突然ですがサイトワードってご存じですか。Sight wordと書きます。
Sightは見るという意味なので、パッと見て即座に意味が分かるというニュアンスだけど、その意味のごとく、ネイティブの子供が英語を学ぶ際に、真っ先に読んで意味が分かるようになるべき重要単語として整理されているものです。
例えばどんな単語かというと…
a, the, and, butなどの冠詞・接続詞、in, on, atなどの前置詞、go, come, haveなどの動詞、I, you, heなどの代名詞、every, hot, largeなどの形容詞、man, boy, foodなどの名詞が含まれます。
Wikipediaによると、1940年代にエドワード・ドルチ博士がまとめた「ドルチ・ワード・リスト」と1950年代にエドワード・フライ博士がまとめた「フライ・ワード・リスト」(Fry Word List) の2つがあるそうです。
前者が約300語、後者は1000語あります。いずれも子供に読まれる本の中から頻出単語を抽出する形でリストアップされています。フルリストは下記サイトからどうぞ。
ワタクシがアメリカに住んでいたとき、子供が現地の小学校に通っていましたが、Kinder(日本でいう年長)や1st Gradeではそれぞれの学年に応じたサイトワードが示され、読む練習、書く練習をしていました。
そんな、ネイティブが真っ先に学ぶべき超重要単語集なのに、私自身が受けた英語教育では全く聞いたことがありません。なぜでしょうか。
ネイティブは就学年齢になれば、サイトワードは基本的にすべて、音としては知っているし、意味も分かる。なぜなら日常の会話やテレビや絵本の読み聞かせを通じて、耳で聞いているからです。
但し、まだ読み書きできないので、音と文字がリンクしていないんですね。こういう綴りならこの音になる、というルールも覚えていません。なので超重要単語はそのまま丸暗記覚えさせようということで、サイトワードが登場するのです。
一方、日本人が英語を学ぶときはどうでしょうか。英語環境で育っていたわけではないので、そもそも、サイトワードを聞いたこともないし、当然意味も分かりません。そんな状態で意味不明な単語を300とか1000とか覚えろ!というのは拷問でしかないわけです。
ふと、今子供が日本の小3の英語の授業で使っていたテキスト「Let's try! 1」をチェックしてみましたが巻末に単語カードがついており、これは絵と単語が並べられた「絵カード」と呼ばれています。つまり意味と綴りを同時に覚えていく発想です。
一方、サイトワードは単語を読んで意味が分かるというのがゴールなので、絵はむしろ害悪であり(笑)、a,the,and,butのような絵にしにくい機能語も多々含まれるので、自然と単語を並べただけのものになります。
このようなフラッシュカードはネイティブの子供にも定番です。
では、日本人の子供にとってサイトワードを使った勉強は、不必要で無意味なのでしょうか。
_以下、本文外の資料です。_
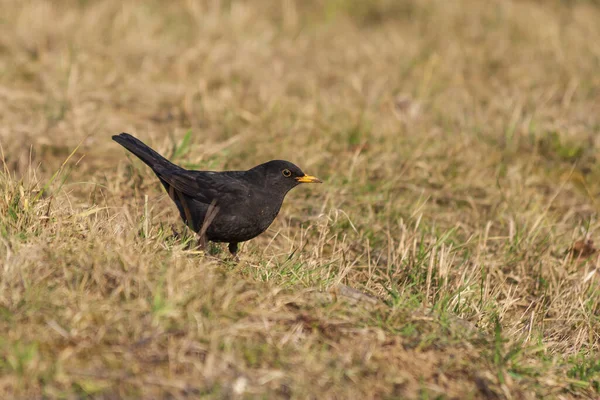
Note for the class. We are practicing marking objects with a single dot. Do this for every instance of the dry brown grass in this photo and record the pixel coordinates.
(458, 143)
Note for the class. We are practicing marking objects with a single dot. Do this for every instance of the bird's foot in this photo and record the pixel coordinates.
(233, 250)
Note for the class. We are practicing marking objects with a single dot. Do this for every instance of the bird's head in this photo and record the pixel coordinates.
(284, 175)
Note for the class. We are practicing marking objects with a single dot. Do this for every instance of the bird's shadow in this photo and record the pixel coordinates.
(190, 241)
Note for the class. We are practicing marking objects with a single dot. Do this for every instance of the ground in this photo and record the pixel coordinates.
(449, 253)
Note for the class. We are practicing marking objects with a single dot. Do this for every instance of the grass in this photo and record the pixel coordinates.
(458, 151)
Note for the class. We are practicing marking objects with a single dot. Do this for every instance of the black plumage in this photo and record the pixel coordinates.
(227, 206)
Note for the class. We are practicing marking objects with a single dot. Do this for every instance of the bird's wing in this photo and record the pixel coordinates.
(206, 187)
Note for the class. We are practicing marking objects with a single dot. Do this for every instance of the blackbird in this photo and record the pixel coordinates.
(227, 206)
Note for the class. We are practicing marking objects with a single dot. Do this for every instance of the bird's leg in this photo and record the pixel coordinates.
(233, 250)
(202, 242)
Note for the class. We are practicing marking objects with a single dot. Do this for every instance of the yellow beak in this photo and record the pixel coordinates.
(308, 179)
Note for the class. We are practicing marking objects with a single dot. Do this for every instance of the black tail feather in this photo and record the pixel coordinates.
(142, 151)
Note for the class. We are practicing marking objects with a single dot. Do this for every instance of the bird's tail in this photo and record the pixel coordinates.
(142, 151)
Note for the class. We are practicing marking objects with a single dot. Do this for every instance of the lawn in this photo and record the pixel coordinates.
(449, 252)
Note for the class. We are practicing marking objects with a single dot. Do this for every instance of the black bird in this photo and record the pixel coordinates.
(228, 206)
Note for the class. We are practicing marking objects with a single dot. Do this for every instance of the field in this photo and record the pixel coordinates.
(449, 253)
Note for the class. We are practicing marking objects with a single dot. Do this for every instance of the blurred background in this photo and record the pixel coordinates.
(458, 143)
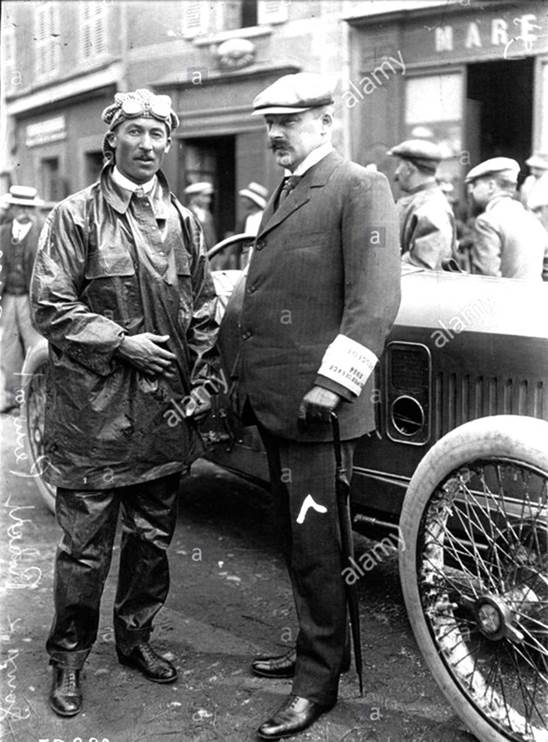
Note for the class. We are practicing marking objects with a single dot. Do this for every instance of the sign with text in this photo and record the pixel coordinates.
(44, 132)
私はこれから変わっていくと思っています。なぜなら英語教育が浸透してくると、幼いころから、本の読み聞かせなり、動画なりで英語と接する機会が増えてくるはずです。それだと母語である日本語がおろそかになる!という論点はありつつ、大きな潮流としてはそうなるでしょう。すると、サイトワードを音と意味では知っている状態になるので、サイトワードを学ぶ基盤が出来上がってくるのです。
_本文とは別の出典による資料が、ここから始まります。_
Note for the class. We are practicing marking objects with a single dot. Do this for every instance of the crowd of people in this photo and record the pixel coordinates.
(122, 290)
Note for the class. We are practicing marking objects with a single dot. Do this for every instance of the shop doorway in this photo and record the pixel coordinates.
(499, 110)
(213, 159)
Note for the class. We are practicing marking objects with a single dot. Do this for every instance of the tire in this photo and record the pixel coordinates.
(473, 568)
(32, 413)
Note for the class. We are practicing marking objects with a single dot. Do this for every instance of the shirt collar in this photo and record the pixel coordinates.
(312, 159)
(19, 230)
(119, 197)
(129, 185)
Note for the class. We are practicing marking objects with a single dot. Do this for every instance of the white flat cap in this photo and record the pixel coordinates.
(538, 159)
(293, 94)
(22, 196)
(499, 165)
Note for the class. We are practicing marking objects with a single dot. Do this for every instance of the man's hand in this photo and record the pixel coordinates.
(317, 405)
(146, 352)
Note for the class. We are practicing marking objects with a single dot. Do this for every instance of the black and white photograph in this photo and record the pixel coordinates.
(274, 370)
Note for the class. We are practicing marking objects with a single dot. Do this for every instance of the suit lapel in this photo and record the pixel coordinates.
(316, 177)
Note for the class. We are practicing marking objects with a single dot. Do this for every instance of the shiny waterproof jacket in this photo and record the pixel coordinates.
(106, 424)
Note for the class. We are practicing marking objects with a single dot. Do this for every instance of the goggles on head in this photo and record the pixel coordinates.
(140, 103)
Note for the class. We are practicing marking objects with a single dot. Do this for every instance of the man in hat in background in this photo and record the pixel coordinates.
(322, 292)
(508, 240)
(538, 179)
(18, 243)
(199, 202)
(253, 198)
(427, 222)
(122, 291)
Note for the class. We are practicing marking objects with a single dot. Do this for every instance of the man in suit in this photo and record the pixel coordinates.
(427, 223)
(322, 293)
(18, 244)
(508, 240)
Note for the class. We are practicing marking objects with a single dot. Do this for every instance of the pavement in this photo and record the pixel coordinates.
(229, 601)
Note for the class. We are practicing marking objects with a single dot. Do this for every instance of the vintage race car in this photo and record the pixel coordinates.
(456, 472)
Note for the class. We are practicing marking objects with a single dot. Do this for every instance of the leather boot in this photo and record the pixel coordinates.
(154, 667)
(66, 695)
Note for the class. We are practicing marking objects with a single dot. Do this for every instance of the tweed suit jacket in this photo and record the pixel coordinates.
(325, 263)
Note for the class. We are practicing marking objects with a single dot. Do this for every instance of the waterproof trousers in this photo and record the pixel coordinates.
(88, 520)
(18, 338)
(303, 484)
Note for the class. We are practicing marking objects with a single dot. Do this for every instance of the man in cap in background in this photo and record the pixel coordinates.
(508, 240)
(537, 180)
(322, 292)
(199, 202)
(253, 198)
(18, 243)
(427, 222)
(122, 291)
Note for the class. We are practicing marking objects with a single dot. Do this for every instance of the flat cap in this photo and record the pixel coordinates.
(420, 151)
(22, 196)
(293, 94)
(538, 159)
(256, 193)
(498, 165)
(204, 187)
日本では英語を話す・聴く機会が限られるので、語彙を増やし、読解力を付けるには多読が一番と思っていますが、読む力の基盤になるのがサイトワードです。サイトワードがわかれば、知らない単語があっても読み飛ばして進めることができます。
お子さんがいらっしゃって、英語を勉強させたいと思う方は、サイトワードを意識して、ごく簡単な本を読み聞かせたり、英語の唄を聞かせたりすることから始めてもいいですね。
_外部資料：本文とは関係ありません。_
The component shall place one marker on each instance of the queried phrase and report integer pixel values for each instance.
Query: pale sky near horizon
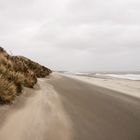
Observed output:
(73, 35)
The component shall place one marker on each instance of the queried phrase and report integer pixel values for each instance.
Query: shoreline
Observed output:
(129, 87)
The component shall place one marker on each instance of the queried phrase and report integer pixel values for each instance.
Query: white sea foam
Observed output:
(122, 76)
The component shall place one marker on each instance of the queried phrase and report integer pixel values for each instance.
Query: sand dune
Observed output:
(36, 116)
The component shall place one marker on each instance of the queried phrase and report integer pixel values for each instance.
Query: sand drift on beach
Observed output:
(38, 115)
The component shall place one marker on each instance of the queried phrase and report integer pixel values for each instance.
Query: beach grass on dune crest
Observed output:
(17, 72)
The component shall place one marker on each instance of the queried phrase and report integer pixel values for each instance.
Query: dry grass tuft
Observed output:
(16, 72)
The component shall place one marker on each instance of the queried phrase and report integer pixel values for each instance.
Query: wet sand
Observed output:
(63, 108)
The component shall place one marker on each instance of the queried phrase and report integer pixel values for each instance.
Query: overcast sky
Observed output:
(73, 35)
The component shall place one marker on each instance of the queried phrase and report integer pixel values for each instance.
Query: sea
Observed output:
(129, 75)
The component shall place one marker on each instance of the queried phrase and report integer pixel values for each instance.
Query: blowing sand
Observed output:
(128, 87)
(38, 115)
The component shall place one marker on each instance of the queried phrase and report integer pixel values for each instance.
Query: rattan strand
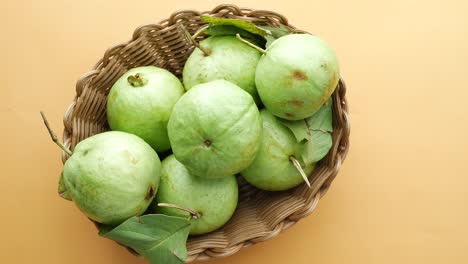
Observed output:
(260, 215)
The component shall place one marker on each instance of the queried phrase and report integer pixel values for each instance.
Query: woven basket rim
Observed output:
(76, 129)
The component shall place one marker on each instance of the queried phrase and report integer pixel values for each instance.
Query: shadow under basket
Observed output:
(260, 215)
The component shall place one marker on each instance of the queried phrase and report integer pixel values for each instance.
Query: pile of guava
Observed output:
(254, 101)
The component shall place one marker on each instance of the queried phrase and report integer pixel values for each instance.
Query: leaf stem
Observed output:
(193, 213)
(200, 30)
(250, 44)
(299, 168)
(136, 80)
(193, 41)
(54, 137)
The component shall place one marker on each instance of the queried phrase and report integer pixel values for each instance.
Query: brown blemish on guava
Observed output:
(299, 75)
(207, 143)
(150, 193)
(296, 102)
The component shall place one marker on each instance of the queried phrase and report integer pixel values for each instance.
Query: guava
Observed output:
(112, 176)
(227, 59)
(214, 199)
(215, 129)
(273, 168)
(141, 101)
(296, 76)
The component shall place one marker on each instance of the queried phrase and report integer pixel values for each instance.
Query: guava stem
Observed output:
(193, 41)
(199, 31)
(193, 213)
(54, 137)
(250, 43)
(299, 168)
(136, 80)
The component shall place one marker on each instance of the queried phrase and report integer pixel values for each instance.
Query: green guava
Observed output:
(296, 76)
(272, 168)
(214, 199)
(141, 102)
(215, 129)
(112, 176)
(228, 59)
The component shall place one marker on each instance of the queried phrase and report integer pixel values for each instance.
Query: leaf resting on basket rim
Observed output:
(313, 134)
(262, 35)
(157, 237)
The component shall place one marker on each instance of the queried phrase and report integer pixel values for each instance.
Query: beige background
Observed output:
(401, 196)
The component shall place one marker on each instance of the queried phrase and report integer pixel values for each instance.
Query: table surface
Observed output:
(401, 196)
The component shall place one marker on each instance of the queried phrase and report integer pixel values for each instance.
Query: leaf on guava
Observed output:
(322, 119)
(62, 190)
(159, 238)
(317, 147)
(299, 128)
(275, 33)
(320, 128)
(243, 24)
(230, 30)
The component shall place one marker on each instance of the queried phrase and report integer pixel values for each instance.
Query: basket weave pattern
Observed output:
(260, 215)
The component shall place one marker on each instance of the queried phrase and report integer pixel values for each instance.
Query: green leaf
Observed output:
(317, 147)
(322, 119)
(275, 33)
(299, 128)
(62, 190)
(159, 238)
(229, 30)
(240, 23)
(320, 127)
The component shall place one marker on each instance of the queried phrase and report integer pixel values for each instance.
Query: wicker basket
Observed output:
(260, 215)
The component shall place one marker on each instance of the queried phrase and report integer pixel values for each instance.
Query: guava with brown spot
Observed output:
(112, 176)
(215, 129)
(273, 168)
(297, 68)
(141, 101)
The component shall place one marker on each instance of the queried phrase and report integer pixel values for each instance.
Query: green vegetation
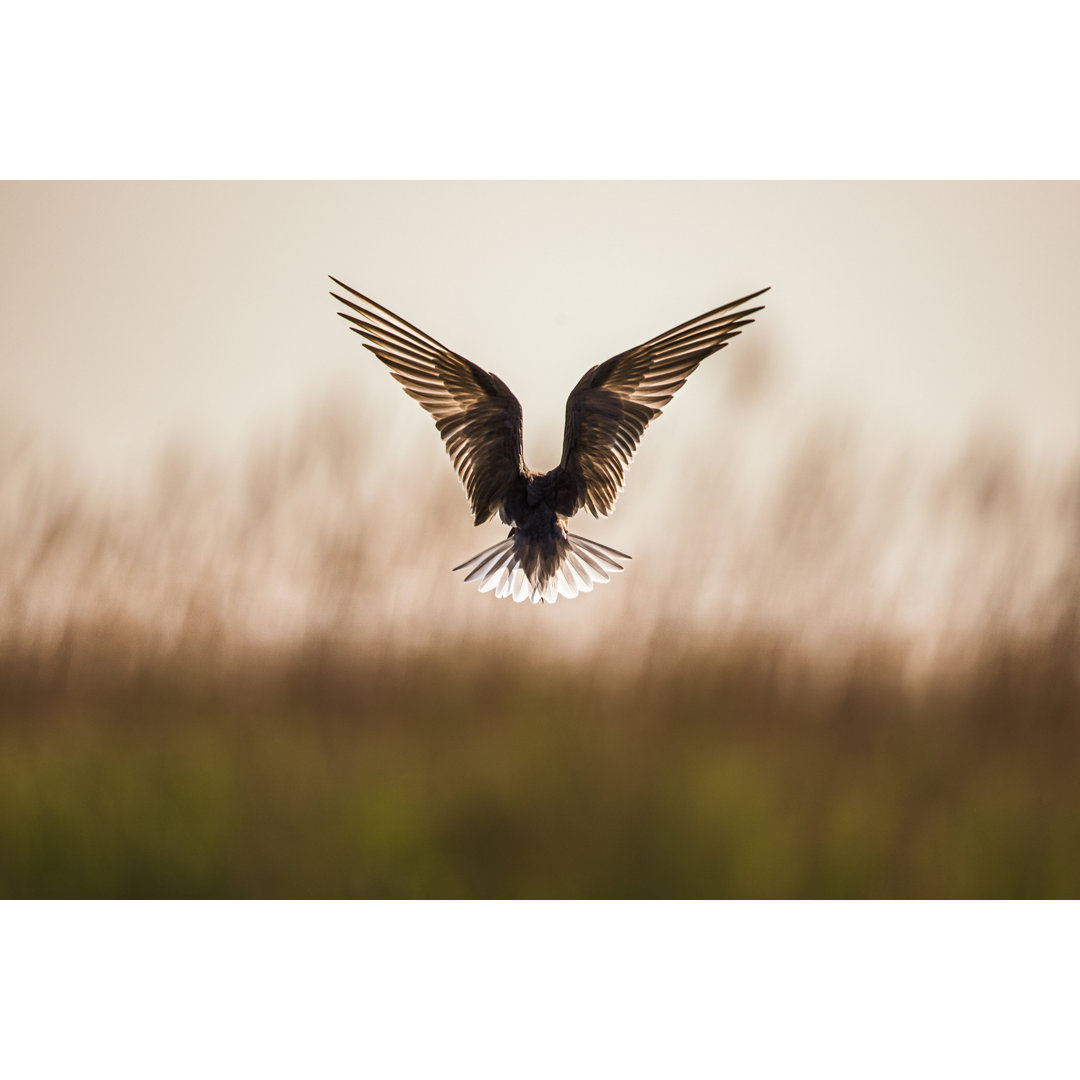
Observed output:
(706, 777)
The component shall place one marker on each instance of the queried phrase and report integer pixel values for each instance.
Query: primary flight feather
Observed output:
(481, 422)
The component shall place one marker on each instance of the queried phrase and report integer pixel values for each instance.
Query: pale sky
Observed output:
(137, 313)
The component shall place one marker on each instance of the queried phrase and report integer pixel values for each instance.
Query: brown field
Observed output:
(840, 676)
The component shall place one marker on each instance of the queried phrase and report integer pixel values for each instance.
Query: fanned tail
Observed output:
(512, 569)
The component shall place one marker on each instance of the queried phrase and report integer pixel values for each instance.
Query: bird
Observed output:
(480, 420)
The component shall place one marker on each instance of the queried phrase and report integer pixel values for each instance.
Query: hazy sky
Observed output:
(136, 313)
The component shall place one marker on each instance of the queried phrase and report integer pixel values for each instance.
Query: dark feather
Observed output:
(475, 413)
(609, 409)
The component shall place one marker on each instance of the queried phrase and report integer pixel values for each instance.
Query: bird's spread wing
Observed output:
(475, 413)
(609, 409)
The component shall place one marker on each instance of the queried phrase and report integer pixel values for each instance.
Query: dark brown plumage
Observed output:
(481, 422)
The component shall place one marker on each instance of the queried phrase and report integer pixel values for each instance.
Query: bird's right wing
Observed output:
(609, 409)
(475, 413)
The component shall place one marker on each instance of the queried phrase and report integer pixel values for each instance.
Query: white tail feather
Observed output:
(584, 565)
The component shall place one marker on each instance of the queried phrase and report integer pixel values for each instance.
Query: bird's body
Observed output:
(481, 422)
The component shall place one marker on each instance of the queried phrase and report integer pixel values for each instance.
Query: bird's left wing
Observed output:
(475, 413)
(609, 409)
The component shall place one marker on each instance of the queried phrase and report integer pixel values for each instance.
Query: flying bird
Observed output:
(481, 422)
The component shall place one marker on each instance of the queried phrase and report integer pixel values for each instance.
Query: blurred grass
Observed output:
(308, 775)
(265, 684)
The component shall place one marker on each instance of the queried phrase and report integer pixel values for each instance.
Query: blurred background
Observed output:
(844, 660)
我が家の下の子はアメリカの1st Gradeの途中まで通って帰国になりましたが、まだサイトワードが怪しいので、サイトワードを軸に作られたBOB BOOKSというミニ絵本集を買って、音読してもらうことで維持向上を図っています。`
英語の唄といえばマザーグースがありますね。
マザーグースの唄の歌詞にはサイトワードが満載です。例えばぱっと思いつく曲に”Little girl little girl where have you been?”がありますが、これなんてlittle, girl where, have, you, been、つまり全単語サイトワードです。つまり、マザーグースの唄を暗唱できる=サイトワードを覚える準備にもなるわけです。